New Senate Bill Aims To Lower Home Prices by Cutting Tariffs on Building Materials

by Tristan Navera

skyline-of-jacksonville

A group of Senate Democrats introduced a bill to exempt home construction materials from tariffs, a move the National Association of Home Builders has pushed for.

S. 3943 would automatically exempt a list of building materials from current and future tariffs. It would also require the Department of Commerce to create a process for companies to apply for tariff exemptions.

The bill's sponsors, Sens. Jacky Rosen of Nevada and Chris Coons of Delaware, said the bill is a response to the new tariffs President Donald Trump imposed last month. After the Supreme Court struck down many he imposed under emergency powers, Trump imposed new ones under different legal justifications.

"We know that one way to address the affordable housing crisis is by making it easier and cheaper for developers to build more housing—but Trump has done the complete opposite over the past year by imposing cost-raising tariffs on virtually all homebuilding materials,” Rosen said in a statement.

The bill's other sponsors are all Democrats. They include Sens. Lisa Blunt Rochester of Delaware, Tim Kaine of Virginia, Andy Kim of New Jersey, Angela Alsobrooks of Maryland, and Martin Heinrich of New Mexico. All said they aim to blunt rising homebuilding costs.

Still, the bill may face an uphill battle. Trump doubled down on his tariff policies in last week's State of the Union address. He said other countries were making trade deals he thought would financially benefit the United States.

Builders say tariffs create market pessimism

The NAHB has been a proponent of excluding homebuilding materials from the tariffs. Chairman Bill Owens said the tariffs disrupt supply chains and introduce market uncertainty.

“Roughly 60% of builders have already seen cost increases due to tariffs, which means higher housing costs for American homebuyers and renters,” Owens said. “This bill is an important step forward to create more certainty for American businesses and to address the nation’s housing affordability challenges.”

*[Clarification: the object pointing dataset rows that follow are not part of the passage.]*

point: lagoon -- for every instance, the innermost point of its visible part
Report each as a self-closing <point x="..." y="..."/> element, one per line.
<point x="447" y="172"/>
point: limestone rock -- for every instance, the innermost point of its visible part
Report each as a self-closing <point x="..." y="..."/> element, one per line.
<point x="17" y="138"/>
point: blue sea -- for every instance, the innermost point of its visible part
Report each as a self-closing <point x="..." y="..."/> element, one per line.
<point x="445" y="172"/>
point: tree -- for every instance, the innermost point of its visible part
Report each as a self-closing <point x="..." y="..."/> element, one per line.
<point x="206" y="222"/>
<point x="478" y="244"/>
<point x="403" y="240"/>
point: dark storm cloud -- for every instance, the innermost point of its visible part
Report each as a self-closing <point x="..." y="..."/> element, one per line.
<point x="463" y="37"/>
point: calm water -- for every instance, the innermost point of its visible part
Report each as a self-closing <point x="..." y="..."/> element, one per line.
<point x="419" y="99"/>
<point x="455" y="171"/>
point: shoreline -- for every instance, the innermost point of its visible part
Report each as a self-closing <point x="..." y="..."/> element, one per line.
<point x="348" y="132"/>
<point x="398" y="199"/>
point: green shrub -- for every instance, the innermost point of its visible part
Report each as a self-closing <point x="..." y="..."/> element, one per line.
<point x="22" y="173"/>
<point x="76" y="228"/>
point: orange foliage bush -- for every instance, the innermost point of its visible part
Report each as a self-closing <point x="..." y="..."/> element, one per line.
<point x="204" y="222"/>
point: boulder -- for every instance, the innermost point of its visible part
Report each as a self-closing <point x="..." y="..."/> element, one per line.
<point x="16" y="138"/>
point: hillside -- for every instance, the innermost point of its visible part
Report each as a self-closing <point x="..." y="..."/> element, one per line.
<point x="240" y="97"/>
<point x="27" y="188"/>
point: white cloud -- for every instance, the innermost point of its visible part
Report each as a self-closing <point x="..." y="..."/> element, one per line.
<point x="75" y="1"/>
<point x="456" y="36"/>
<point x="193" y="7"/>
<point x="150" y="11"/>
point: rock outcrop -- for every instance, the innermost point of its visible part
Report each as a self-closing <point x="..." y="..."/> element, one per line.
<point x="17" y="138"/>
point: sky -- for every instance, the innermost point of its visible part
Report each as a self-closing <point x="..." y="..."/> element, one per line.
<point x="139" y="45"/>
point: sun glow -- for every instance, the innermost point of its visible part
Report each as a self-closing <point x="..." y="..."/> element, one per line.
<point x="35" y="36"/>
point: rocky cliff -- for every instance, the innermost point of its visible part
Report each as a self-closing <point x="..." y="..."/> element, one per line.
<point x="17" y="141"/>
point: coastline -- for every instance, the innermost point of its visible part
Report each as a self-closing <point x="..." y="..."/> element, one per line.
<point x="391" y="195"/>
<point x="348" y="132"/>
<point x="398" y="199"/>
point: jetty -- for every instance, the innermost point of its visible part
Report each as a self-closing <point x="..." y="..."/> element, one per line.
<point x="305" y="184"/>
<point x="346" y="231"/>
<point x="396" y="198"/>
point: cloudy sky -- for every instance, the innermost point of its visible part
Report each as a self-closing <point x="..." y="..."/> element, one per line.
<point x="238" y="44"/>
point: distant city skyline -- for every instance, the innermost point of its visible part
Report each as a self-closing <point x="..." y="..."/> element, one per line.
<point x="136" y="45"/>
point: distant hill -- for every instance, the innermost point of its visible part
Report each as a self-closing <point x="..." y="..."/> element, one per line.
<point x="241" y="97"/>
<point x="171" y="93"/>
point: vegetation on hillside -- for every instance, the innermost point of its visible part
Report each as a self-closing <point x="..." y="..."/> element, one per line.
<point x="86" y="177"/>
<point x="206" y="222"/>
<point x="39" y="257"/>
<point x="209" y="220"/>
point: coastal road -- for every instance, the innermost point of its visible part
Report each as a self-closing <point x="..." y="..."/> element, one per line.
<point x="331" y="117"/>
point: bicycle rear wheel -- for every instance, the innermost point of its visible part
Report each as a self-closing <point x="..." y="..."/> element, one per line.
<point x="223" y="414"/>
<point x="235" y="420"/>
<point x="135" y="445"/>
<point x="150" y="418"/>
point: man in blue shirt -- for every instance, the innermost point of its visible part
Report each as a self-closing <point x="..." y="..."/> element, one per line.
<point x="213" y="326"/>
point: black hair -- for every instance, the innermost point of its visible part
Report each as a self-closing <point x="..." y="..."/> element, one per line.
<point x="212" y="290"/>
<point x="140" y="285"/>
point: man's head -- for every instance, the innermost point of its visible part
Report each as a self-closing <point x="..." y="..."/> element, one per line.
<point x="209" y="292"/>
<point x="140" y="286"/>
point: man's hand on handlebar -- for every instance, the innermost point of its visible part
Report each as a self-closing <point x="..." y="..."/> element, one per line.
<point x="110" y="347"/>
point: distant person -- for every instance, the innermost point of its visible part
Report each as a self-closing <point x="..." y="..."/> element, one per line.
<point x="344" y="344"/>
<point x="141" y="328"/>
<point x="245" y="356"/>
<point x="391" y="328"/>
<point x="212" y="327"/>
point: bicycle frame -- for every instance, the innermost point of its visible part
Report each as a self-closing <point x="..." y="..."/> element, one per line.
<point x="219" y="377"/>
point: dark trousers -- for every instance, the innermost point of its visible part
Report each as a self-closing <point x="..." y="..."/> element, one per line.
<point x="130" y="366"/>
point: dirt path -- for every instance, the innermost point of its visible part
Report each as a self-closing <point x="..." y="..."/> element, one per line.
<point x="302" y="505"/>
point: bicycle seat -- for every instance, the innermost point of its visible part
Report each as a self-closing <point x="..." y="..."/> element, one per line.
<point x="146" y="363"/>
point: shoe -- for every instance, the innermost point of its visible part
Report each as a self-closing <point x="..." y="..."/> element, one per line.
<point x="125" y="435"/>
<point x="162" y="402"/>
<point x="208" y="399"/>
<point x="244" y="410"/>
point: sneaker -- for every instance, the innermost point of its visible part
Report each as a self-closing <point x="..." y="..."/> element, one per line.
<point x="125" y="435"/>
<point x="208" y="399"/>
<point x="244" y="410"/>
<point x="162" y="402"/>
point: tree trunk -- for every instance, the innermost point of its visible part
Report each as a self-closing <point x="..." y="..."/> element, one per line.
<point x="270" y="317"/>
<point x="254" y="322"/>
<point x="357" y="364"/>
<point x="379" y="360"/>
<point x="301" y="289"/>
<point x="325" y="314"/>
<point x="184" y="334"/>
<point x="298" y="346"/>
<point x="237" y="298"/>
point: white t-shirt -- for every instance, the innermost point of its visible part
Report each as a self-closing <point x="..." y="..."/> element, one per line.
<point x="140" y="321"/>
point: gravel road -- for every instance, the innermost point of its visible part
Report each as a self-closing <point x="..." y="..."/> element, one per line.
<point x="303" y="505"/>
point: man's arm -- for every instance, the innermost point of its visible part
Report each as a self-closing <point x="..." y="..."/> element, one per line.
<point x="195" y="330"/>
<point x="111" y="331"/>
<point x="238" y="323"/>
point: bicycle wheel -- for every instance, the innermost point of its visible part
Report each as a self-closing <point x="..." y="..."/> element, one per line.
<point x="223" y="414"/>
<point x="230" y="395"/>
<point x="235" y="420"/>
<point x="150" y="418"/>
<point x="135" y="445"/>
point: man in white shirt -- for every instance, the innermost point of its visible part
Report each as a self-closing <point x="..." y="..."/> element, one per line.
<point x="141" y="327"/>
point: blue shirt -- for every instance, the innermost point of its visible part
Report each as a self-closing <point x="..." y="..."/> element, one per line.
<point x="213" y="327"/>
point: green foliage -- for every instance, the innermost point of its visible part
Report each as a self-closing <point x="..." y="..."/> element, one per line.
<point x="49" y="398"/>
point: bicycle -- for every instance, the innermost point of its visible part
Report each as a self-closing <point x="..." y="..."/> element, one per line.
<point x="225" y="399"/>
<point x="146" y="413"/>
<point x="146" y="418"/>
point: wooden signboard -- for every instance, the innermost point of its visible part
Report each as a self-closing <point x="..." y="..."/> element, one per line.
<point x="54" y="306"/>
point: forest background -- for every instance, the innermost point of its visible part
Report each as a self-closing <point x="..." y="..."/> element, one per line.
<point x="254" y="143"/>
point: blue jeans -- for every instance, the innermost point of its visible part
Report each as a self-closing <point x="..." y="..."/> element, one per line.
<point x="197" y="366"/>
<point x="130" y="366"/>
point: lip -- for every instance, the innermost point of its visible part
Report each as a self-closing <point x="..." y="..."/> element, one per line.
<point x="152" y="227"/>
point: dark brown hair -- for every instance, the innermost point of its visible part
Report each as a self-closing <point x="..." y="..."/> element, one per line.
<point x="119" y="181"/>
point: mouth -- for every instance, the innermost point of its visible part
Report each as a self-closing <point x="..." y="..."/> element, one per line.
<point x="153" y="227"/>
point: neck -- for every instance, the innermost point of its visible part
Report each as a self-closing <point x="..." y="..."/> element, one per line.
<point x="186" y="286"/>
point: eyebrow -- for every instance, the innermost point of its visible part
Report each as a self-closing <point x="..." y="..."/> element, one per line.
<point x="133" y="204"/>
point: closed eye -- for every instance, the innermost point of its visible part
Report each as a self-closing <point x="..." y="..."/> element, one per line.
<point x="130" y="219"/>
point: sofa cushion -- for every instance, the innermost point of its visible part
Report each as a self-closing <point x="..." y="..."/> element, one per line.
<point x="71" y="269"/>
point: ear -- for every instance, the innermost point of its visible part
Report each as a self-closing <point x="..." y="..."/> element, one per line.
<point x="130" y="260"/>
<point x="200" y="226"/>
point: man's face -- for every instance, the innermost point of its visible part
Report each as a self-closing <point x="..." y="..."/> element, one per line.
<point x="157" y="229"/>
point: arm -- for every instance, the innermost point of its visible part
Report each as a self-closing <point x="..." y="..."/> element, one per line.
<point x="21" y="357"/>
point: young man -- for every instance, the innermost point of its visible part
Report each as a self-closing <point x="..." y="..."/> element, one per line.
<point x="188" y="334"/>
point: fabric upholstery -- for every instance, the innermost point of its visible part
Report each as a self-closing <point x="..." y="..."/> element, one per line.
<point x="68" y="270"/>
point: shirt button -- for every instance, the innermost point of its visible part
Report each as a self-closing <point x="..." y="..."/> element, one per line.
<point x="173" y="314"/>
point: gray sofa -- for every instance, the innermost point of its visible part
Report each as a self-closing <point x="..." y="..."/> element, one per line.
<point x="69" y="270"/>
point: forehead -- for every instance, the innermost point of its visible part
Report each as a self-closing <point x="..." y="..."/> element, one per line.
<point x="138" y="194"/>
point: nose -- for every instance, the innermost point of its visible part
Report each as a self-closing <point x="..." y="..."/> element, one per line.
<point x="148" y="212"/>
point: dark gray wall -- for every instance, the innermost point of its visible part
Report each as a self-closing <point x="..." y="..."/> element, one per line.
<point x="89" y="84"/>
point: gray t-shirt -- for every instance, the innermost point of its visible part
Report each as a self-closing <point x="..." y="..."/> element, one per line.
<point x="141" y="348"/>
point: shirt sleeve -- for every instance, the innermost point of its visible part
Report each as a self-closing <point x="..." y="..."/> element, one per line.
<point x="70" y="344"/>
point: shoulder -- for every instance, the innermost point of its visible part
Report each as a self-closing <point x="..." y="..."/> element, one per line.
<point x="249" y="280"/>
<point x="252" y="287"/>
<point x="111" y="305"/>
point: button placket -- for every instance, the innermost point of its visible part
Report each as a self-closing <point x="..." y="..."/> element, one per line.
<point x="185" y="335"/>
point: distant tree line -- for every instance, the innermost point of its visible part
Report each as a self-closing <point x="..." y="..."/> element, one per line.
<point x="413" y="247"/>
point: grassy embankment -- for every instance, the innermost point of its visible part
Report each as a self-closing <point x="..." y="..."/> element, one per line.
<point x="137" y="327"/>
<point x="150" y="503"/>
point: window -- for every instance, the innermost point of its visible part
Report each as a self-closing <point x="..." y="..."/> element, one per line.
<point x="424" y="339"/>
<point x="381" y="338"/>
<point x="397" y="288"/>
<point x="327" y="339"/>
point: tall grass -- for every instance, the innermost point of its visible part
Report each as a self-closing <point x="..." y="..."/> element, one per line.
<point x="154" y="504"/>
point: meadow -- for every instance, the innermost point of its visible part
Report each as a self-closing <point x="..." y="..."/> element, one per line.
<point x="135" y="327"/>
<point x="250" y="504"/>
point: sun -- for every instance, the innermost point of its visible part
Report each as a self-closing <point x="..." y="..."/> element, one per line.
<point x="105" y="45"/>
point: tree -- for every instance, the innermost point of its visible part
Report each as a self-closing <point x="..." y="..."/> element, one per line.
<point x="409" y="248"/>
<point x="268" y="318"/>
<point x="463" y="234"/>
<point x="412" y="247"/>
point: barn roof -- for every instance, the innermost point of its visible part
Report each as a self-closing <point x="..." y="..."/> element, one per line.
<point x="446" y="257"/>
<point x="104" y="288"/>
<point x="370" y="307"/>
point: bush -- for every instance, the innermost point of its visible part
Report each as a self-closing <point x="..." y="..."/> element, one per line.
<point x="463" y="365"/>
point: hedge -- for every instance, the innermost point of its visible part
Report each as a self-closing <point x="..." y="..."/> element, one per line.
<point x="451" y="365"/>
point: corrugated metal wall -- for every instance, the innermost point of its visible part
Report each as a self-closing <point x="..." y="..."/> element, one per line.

The NAHB estimates homebuilders imported $14 billion in construction materials in 2024. That represents 7% of the $204 billion in materials used on single-family and multifamily building that year.

Some materials have greater exposure. Take softwood lumber, which is used in framing, sheathing, and exterior work. U.S. homebuilders import a quarter of their supply, and 85% of those imports come from Canada. Steel and aluminum, which are imported from around the world, are another risk. That led to a run on nails and other homebuilding materials.

The cost of building materials rose 34% from 2020 to 2025. The NAHB/Wells Fargo Housing Market Index April 2025 survey estimated that translated to $10,900 per home. That was before tariff impacts began to sink in. The NAHB says homebuilders have since slowed the pace of their work on pessimism over the market.

"Lumber and building material dealers operate within a supply chain that depends on stable and predictable trade policy,” said Jonathan Paine, president and CEO of the National Lumber and Building Material Dealers Association. “Tariffs on essential construction inputs have been shown to increase costs, create market volatility, and can delay or discourage new housing starts."